RELATIONSHIP LESSONS TO BE LEARNED
I never knew what it fully meant to be in a relationship, a full-time, long lasting, healthy relationship, until I ended up in one. This relationship, that I am currently in, has been a journey, full of good, bad, sad, and exciting times but it hasn’t been easy.
Growing up, I have always heard the term, “a man is going to be a man”, meaning that I shouldn’t put my all into one relationship and date as many men as I can. That was something that has never sat well with me. I’m that person who believes in true love, the kind of love that no one can break, the kind of love that only you and your partner will understand, but there was a problem, I didn’t know how to get there, how to acquire that kind of love.
One day, it found me and I instantly knew that this was right, although I was going about it the wrong way. Looking back, I realized that the things that I did in the relationship weren’t the best choices. The constant arguing, the telling of our business to others, who I now know didn’t want us to be together in the first place, the lack of communication on my end to him. I realized that all of these toxic components were going to end my relationship before it can fully start. I knew that I wanted us to work, I was falling for him and didn’t want to let him go. It was time for a change.
In order to change, I knew that I had to get rid of toxic things that were hindering our relationship from moving forward. The first thing I did, as hard it was, brought all of the problems with him to him. I cut out telling my “friends”, our business. Not only would it paint a bad picture of him but it will also reflect on me as well. Secondly, I learned how to open myself to him, I began to help him when he needed it and vice versa, I learned that being in an almost nine-year relationship will have its challenges, its ups, and downs, but you have to learn to get through it if you want to make it work.

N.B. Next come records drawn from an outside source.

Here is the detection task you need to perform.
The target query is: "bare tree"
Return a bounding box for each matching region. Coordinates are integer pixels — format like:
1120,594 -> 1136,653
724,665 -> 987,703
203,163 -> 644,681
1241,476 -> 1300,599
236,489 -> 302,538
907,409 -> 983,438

The last part that I worked on as a testament of my growth in this relationship is cutting out the blaming, the arguing, and constant pettiness with the lingering “a man will always be a man” over my head. I knew that if I wanted to make this work with him, then I would have to block out all of the negativity that was around me and remain focus on us.
From then until now, I can honestly say that I have grown a lot, mentally, emotionally, and spiritually. There has been some tear shed, heated arguments, not speaking to each other for days but in those moments, I gave me time to step back and look at things from his point of view. My growth also came from owning my mistakes and acknowledging when I did wrong which isn’t easy at times, but it is helpful. Looking back at this journey, there’s nothing that I would change because it helped me become the woman that I am today and it has also helped me realized that I am still growing as a person, woman, and girlfriend. Growth is healthy, it’s time to embrace it.